Ugly Truth, Beautiful Discovery

There is nothing like being in the presence of God.  As I pour out to him, the rest of the world fades away.  And there it is.  Everything I’ve worked so hard to hide from others is right there, front and center.  My pain, my guilt, rejection, low self esteem, my fears, all staring at me.  I don’t want to see, feel, or admit any of it.  Yes, that’s me.  I did it.  Yes, that’s me.  “It” happened to me.  I’m totally ashamed and embarrassed to own up to the fact that I experienced even the tiniest part of the enormous truth that stares me down. That’s me. THAT WAS ME.  

Beautiful Discovery.  I had to.  That’s where my healing is.  That’s where your healing is.  In the ugly truth of your past, pain, and shame is where your blessing is.  

There is always something so amazing about being in the presence of my Heavenly Father.  See, when I was alone, in my thoughts, I replayed and relived situations I experienced.  The torment, the agony, the emotions, all of it came rushing back.  I hated it.  I hated me.  I hated how I allowed it to define and change me.   BUT GOD!  When God showed me those same situations, he let me feel the pain for a brief moment.  Yes, God gave me a virtual tour of my past.  As he showed me my wounds, I cried out to him.  Tears flooding my face, and wetting my shirt before falling to the floor.  I offered myself.  My heart, my tears,  all of what I felt, to him.
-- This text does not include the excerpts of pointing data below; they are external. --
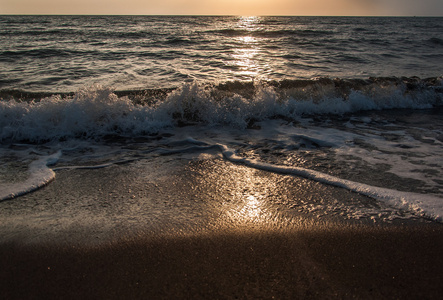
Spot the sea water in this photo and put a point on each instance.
(349, 102)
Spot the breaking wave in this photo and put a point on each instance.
(94, 112)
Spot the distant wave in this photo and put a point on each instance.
(96, 111)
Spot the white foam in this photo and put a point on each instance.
(39, 175)
(422, 204)
(96, 111)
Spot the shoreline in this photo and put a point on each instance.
(167, 228)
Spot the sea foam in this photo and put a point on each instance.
(96, 111)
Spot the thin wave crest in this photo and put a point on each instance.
(97, 111)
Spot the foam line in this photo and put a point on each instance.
(422, 204)
(39, 176)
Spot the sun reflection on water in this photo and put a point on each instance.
(246, 56)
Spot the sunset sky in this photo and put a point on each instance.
(226, 7)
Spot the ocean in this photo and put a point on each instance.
(350, 102)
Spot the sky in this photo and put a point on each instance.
(227, 7)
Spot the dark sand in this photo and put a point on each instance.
(364, 263)
(207, 230)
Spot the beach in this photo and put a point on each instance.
(221, 157)
(59, 243)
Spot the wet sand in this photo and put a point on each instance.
(207, 230)
(336, 263)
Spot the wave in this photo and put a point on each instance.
(95, 112)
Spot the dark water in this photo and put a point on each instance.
(64, 53)
(350, 102)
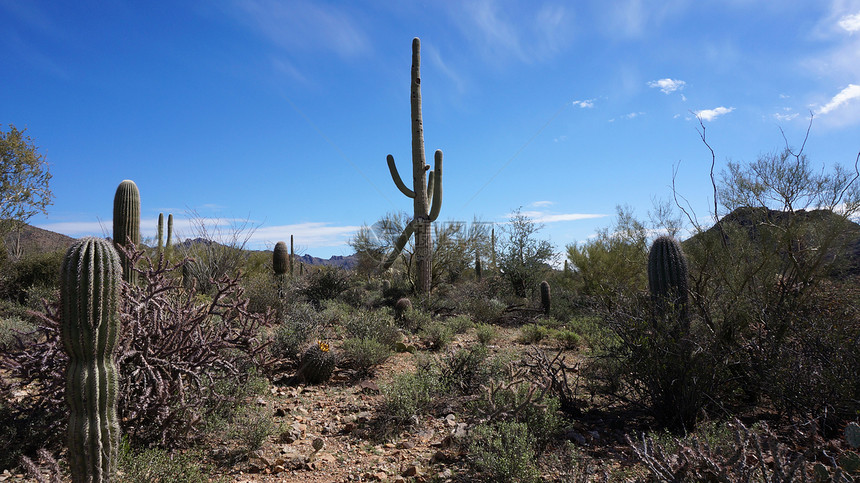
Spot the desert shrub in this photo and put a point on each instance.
(251, 427)
(502, 451)
(409, 394)
(324, 284)
(372, 325)
(486, 333)
(464, 371)
(460, 324)
(437, 335)
(532, 333)
(172, 349)
(34, 269)
(159, 466)
(415, 320)
(300, 324)
(365, 354)
(262, 292)
(13, 328)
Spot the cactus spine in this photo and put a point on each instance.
(90, 288)
(545, 298)
(126, 224)
(426, 191)
(667, 279)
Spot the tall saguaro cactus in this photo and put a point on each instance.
(126, 223)
(426, 191)
(89, 292)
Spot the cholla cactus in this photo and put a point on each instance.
(126, 223)
(90, 290)
(545, 298)
(317, 364)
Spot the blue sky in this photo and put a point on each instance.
(282, 112)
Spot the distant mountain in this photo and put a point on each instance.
(757, 221)
(37, 240)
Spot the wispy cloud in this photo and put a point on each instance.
(846, 95)
(305, 25)
(711, 114)
(851, 23)
(504, 33)
(667, 86)
(543, 217)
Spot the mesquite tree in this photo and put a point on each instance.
(427, 188)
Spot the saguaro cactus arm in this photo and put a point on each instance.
(396, 177)
(435, 183)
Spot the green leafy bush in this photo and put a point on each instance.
(503, 451)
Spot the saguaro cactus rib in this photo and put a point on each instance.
(90, 285)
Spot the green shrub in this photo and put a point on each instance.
(300, 324)
(372, 325)
(325, 283)
(365, 354)
(409, 394)
(503, 451)
(159, 466)
(12, 327)
(532, 333)
(251, 427)
(486, 333)
(460, 324)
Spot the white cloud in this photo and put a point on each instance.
(542, 217)
(846, 95)
(851, 23)
(307, 26)
(667, 86)
(788, 116)
(711, 114)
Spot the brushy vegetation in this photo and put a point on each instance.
(768, 330)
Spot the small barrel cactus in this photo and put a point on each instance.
(89, 291)
(545, 298)
(317, 363)
(667, 277)
(280, 258)
(401, 307)
(126, 223)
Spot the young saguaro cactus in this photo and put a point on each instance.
(126, 223)
(426, 191)
(545, 299)
(667, 278)
(89, 292)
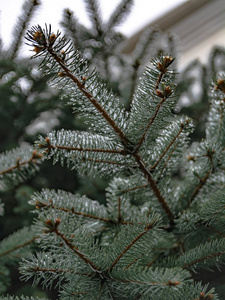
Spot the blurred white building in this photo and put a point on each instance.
(198, 24)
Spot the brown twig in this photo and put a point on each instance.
(18, 164)
(89, 96)
(75, 249)
(79, 213)
(155, 188)
(147, 228)
(18, 247)
(167, 148)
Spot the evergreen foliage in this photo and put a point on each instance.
(164, 213)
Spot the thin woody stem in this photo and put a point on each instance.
(198, 187)
(89, 96)
(167, 148)
(151, 121)
(155, 188)
(81, 86)
(199, 260)
(19, 163)
(104, 161)
(76, 250)
(135, 188)
(18, 247)
(150, 226)
(81, 149)
(79, 213)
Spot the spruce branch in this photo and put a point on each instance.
(31, 241)
(155, 188)
(169, 146)
(80, 149)
(29, 8)
(43, 43)
(40, 204)
(147, 228)
(162, 67)
(202, 182)
(53, 227)
(19, 163)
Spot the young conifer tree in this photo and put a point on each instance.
(157, 227)
(163, 220)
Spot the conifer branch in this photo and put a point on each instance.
(147, 228)
(29, 8)
(81, 149)
(40, 204)
(54, 228)
(155, 188)
(199, 260)
(168, 147)
(135, 188)
(149, 124)
(168, 283)
(34, 157)
(19, 246)
(80, 85)
(198, 187)
(37, 37)
(161, 94)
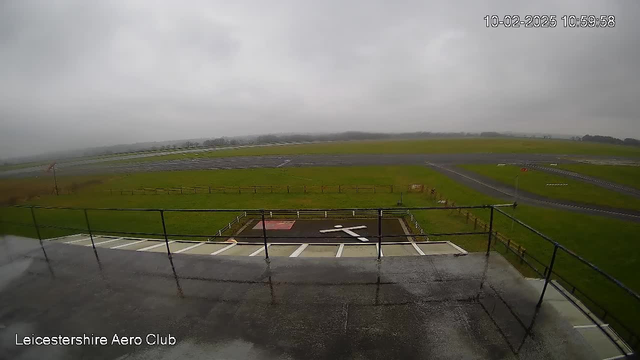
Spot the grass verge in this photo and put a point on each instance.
(535, 182)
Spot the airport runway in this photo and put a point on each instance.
(274, 161)
(499, 190)
(444, 163)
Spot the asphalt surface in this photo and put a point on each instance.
(444, 163)
(591, 180)
(274, 161)
(303, 231)
(426, 307)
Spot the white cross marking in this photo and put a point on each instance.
(348, 231)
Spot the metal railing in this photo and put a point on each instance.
(548, 272)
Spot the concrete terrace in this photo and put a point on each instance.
(441, 307)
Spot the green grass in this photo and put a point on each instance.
(608, 243)
(430, 146)
(621, 174)
(534, 181)
(24, 165)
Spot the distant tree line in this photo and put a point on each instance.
(611, 140)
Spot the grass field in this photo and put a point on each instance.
(621, 174)
(608, 243)
(429, 146)
(535, 182)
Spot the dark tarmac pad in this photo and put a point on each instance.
(303, 229)
(424, 307)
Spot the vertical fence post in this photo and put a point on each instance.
(549, 272)
(379, 234)
(264, 234)
(35, 224)
(86, 218)
(164, 231)
(490, 231)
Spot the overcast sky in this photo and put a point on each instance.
(89, 73)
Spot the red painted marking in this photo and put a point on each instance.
(275, 225)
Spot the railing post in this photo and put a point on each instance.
(490, 231)
(86, 218)
(264, 234)
(549, 272)
(164, 231)
(379, 234)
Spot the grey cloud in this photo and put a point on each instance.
(90, 73)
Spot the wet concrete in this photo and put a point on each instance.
(303, 231)
(440, 307)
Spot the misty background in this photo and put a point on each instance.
(79, 74)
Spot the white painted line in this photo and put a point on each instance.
(106, 242)
(462, 251)
(299, 250)
(75, 241)
(63, 237)
(223, 249)
(589, 326)
(129, 244)
(363, 239)
(415, 246)
(340, 249)
(162, 243)
(343, 229)
(617, 357)
(188, 248)
(259, 251)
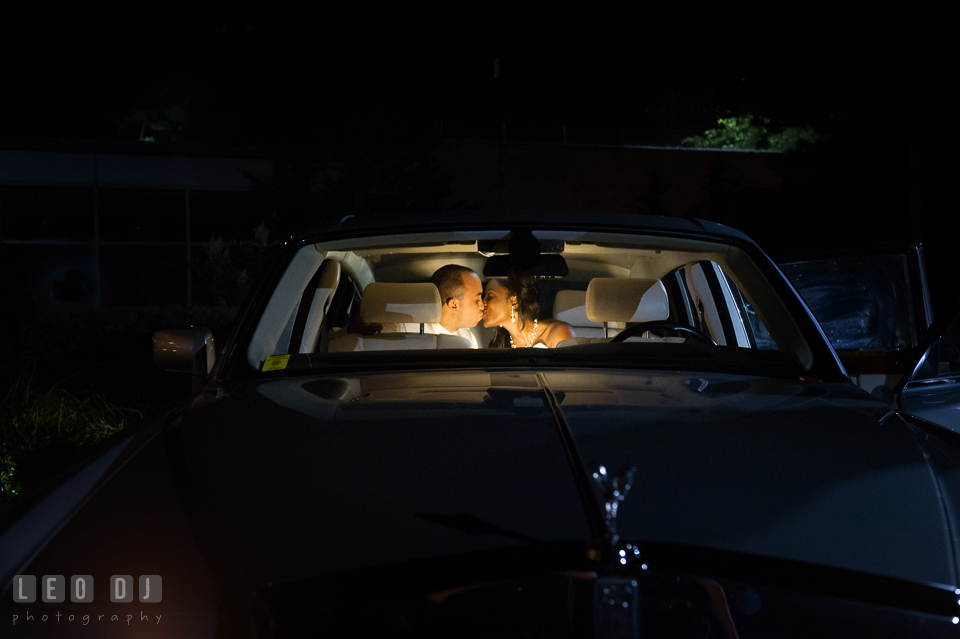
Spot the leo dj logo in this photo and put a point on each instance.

Overwhelmed like never before,  I wanted to run, but I couldn’t.  This was necessary for my growth.

 What happened in that moment?  Why would he take me back to those places?  

Because in the midst of ugly truth’s, there is a beautiful discovery.  So raw. So untouched.  So unrecognizable.   As I went through the memories, God held my hand.  I felt his arms wrap around me so tight, so warm, and loving.  I felt the pain, a brief sting, and then it was gone.  That was the beauty that I discovered.  He showed me that I was not at all what  I thought I was.  You  are not at all what you think you are.  NO SHAME, NO GUILT, NO FEAR, NO EMBARRASSMENT, NO FAILURE. NO CONFUSION.  

 Beautiful Discovery.  He allowed me to revisit those places so he could show me where he was in each of them.  He touched me where my pain was, and took it away.  It was necessary for me to feel that pain again so that I could feel the difference when he erased it , made me whole, and replaced it with his love.

 I wanted so much to never think about any of it, but my healing, my deliverance, is not was not just for me.  I now know that what I went through was so that I can write, tell, and encourage you to let God show you your ugly truth.  We don’t have to hide behind our past, because we can stand on the promises, truth, and love of our Heavenly Father.  He wants to use you, your past, your pain and turn it into a work of art.  Yes, you are a work of art.  His masterpiece. As he shows you these things, he removes them and draws something in it’s place (he did create the heavens and the earth.  That makes him THE GREATEST ARTIST THERE IS AND PROVES THAT THERE IS NOBODY GREATER THAN HE).  Once he’s finished, how amazing it is that the work of our creator will be revealed in you for all the world to see?  

Beautiful Discovery.  I knew that the journey of giving my life to God wouldn’t be easy, but it is definitely worth it.  As painful and revealing as it can be, it is without a doubt the most beautifully  eye opening walk I’ve ever taken and there is nothing that I would change about it.

 As I go deeper within myself, I pray that you are encouraged and strengthened and that your faith and hope in God remains and increases with each step that you take with him.  I pray that you allow him to show you his love and that as you experience it, that you let him touch and heal the places you may be hurting.  I pray that in the midst of your ugly truth’s, that you find the most beautiful discovery.  YOU.